The Giants just faced the toughest defense they will face this year.
Banks stated, in his weekly spot on WFAN, “it was one of the best defensive games I’ve been around, especially late in the game when no one wanted to concede anything.” Eli was battered around more times since probably his rookie season as he was sacked 6 times and hit 20 times out of his 58 drop backs. What is remarkable with his performance was how he kept his composure throughout the 2nd half. Banks “talked about teams that can impact the play of a quarterback. If you can impact the decision making and the process of a quarterback you’ve got a pretty good chance in this league.” We’ve seen numerous quarterbacks including Brady and Rodgers who become very average with pressure applied consistently. We will not delve into play calling that could have defused the magnitude and quantity of those hits.
Glenn pointed out in his recap yesterday how the Giants beat the 49ers at their game by limiting mistakes, avoiding turnovers and special teams play (we will address the special team plays below). Banks made a statement that many of us wondered- why the 49ers “didn’t commit to the run” in the late stages of the game. Banks added, “the Giants went with a lot of different looks on them. They had what appeared to be single high safety but they also had a secondary guy that was also a top off guy who was an intermediate router type of guy. I just don’t think they were in the right defense to run the football (against). Sometime you can run on certain defensive looks but the Giants were jerking them around a bit. (Just wish NFL Game Rewind had coaches’ tape to get a better read on the secondary coverage deep and safety positioning to confirm this.) A major kudos thrown to Perry Fewell for confusing Smith, but apparently also forcing the 49ers away from their run game, which the Giants had difficulty containing at certain points in the game.
Banks concludes with some insight into their Super Bowl matchup. Banks states, “the one thing you have to worry about with the Patriots is that they’relike chameleons. They’re never the same team one week to the next. They do what’s necessary to adapt from a game-by-game basis. They’re not afforded the luxury of being good at one thing all the time. That’s where Bill (Belichick) has always excelled- the ability to make adjustments.” This is a quality that many on this blog envy and discuss almost religiously. Either way, after two very difficult tests and playing arguably the best offense and best defense respectively, there is a lot to like about the Giants chances versus the chameleons.
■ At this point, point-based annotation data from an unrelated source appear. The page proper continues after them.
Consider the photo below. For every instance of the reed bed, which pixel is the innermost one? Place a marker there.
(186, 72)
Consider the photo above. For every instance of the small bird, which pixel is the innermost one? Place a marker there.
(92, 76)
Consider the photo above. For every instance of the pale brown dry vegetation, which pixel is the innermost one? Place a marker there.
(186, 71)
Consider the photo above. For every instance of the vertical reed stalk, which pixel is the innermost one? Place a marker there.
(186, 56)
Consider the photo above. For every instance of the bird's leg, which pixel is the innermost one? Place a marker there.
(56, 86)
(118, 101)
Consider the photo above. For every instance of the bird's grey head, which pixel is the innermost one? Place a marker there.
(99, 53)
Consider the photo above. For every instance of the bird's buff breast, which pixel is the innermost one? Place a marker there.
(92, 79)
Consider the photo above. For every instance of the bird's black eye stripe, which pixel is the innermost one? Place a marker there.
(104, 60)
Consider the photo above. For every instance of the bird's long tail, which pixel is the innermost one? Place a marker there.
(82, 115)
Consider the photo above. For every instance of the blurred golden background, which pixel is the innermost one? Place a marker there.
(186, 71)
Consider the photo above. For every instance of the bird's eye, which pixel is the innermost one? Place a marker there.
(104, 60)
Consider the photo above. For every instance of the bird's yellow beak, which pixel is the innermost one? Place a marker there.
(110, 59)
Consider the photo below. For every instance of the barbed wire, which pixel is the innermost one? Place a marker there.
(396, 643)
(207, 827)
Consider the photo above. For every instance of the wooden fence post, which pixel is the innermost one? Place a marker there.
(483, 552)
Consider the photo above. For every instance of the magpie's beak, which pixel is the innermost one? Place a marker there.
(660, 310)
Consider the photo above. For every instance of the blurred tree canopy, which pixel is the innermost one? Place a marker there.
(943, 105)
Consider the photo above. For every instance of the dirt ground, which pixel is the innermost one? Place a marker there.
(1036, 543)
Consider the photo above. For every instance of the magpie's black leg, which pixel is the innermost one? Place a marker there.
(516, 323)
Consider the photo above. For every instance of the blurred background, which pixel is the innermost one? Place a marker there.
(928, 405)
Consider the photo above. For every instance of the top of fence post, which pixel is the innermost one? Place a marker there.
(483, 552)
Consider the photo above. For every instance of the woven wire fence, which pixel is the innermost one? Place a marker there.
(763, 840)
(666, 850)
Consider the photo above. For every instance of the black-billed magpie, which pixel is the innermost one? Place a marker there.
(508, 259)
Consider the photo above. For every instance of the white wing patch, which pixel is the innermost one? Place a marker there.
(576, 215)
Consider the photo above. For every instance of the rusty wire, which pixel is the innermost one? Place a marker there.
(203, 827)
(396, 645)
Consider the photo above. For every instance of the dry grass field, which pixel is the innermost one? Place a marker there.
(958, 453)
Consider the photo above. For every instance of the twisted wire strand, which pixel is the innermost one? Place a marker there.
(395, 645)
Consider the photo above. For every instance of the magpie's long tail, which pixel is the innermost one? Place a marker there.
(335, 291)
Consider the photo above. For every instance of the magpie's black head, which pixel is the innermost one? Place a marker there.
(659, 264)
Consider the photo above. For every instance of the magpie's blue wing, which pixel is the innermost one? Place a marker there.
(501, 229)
Finally, last week we wrote about the challenge the 49ers special teams would pose for the Giants. The 49ers relied on their league leading special teams unitto control field position. In this past game the Gmen had an average starting field position at their own 34-yard line (take away the fumble recoveries and they had average field position of 23). The 49ers allowed an average starting field position at their opponent’s 24-yard line over the course of the season. Likewise, the 49ers average starting field position was their own 29 versus their season average at their own 33.
Very acute observation by Vblasi67 yesterday:
I noticed on the last two punts he fielded that Aaron Ross went down quickly and carefully at the first sign of defensive presence. Obviously he decided to, or was coached to, protect the ball at all costs. Kyle Williams, on the other hand, appeared to be trying to make a play in overtime, which led to the game-winning strip. Can it be — greatest irony of all — that we are going to the Super Bowl because we outcoached the Niners ON SPECIAL TEAMS?
Ross came in as the punt returner with 4 minutes left in the 4thquarter. Kudos to Quinn and Izzo for this adjustment in having Ross field punts in the late stages of a tie game as well as coaching him to avoid the turnover. It was also evident on offense with Beckum and Cruz quickly giving themselves up instead gaining extra yardage to avoid the ball-stripping tacklers of the 49ers.